運命の一夜・上
お待たせしました。
3連投の予定で行きます。
翌日。
早速騎士団の本部に話をしに行った。
幸いにもバートラムがいてくれたので話が通しやすかった。
「黒歯車結社が……何かを起こすってか」
「どう思う?」
「ありえるだろうなぁ」
バートラムが砕けた口調で言って、ため息をついた。
いつもの港湾地区の騎士団の詰め所の芝生で話しているが、周りの騎士団員たちは忙しそうに動き回っている。
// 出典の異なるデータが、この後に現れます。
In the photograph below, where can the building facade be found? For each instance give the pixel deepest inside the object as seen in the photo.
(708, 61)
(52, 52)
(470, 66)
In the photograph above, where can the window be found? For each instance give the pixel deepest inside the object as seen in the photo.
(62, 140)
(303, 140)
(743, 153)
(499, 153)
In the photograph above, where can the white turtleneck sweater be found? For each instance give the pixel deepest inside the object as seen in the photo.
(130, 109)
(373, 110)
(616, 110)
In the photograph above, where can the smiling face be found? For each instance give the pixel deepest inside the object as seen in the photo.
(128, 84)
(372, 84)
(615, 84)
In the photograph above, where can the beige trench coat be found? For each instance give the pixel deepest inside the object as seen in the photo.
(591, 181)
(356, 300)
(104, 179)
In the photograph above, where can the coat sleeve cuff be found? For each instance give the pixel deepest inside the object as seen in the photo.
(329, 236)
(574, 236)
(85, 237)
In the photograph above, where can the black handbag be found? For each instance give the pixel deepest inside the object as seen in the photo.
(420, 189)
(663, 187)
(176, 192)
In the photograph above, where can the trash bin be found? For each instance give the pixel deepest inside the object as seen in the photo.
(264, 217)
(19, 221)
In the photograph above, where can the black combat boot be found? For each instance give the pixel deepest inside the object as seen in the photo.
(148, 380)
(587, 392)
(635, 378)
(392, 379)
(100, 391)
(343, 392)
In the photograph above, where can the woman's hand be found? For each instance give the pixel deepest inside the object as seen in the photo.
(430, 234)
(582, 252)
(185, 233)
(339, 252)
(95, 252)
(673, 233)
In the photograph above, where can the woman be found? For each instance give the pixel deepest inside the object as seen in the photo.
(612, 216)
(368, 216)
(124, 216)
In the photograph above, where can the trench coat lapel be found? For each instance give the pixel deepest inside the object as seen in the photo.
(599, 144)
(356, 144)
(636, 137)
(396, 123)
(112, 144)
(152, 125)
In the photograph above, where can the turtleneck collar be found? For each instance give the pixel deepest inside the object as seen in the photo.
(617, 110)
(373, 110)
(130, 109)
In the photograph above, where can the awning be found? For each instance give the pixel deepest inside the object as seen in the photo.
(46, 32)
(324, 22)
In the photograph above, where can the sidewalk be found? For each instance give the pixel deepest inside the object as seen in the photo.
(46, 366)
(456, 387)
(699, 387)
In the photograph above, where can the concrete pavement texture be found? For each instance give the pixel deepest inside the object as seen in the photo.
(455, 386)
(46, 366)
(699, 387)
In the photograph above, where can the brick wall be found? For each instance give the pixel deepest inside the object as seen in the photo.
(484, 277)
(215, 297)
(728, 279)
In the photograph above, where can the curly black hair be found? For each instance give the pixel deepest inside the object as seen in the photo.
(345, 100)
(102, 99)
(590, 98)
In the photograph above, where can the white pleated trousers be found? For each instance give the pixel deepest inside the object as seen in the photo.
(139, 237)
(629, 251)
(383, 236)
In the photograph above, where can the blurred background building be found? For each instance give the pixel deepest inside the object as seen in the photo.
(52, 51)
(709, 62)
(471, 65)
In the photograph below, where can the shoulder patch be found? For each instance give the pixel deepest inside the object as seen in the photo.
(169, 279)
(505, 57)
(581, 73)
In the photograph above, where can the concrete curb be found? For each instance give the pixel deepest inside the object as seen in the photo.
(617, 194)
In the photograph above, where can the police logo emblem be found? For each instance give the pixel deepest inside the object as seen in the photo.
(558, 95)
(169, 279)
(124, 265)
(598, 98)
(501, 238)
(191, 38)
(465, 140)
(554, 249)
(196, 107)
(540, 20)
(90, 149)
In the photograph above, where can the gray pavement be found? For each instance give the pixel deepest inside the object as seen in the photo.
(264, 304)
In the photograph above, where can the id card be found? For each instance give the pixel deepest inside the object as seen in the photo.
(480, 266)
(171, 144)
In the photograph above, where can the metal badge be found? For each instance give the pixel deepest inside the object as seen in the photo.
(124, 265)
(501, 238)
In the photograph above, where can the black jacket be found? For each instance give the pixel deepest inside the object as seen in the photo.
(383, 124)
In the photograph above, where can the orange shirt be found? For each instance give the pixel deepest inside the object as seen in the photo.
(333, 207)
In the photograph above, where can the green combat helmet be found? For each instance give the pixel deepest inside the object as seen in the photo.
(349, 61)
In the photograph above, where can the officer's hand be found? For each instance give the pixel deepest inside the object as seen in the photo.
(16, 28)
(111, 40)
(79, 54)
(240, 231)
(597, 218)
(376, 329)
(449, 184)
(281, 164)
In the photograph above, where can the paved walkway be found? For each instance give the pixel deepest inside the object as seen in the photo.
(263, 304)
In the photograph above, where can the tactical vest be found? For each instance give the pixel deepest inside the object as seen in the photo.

勿論海賊が侵入していることくらいはバートラムたちも把握しているだろう。
「だが……どう思う?デマを流してるかもしれないぜ?ディートちゃん」
バートラムが真顔で聞き返してきた。
あいつは俺にいえば騎士団にも伝わることくらいはわかっているだろう。それも踏まえた撹乱の可能性も確かにある。
信用できるか、と言われると困るものもあるんだが。
「それは勘ぐりすぎだと思うんだよな」
そんな暇な手を打つくらいなら黙って事を起こす方がいいだろう。
確かに騎士団を混乱させる情報になるかもしれないが……警戒が強まることは得じゃない。
奇襲攻撃の先制する利を捨てるメリットは殆ど無い。
「それに」
「それに、なんだい?」
バートラムが怪訝そうな顔をした
「多分あいつは嘘は言ってない」
そう言うとバートラムの表情が引き締まった。
「なぜそう思う?」
「カンだ……そうとしか言えない」
こればかりは直感以外に根拠が無いんだが……ウソは言っていない気がする。
気がするだけだが、こういう直感というのは案外あたったりするのだバカにはならない。
バートラムがそうだなって顔で頷いた。
「分かった。警戒しよう。情報感謝するよ、ディートレア」
バートラムがそう言って宿舎の方に歩き去って行った。
撹乱なのか、それとも本当なのか。
ただ。どっちみち近いうちになにか起きることは間違いないんだろうな。
---
「起きて、ダイト」
不意に体をゆすられて起こされた。
まだ頭が眠気でぼんやりしている。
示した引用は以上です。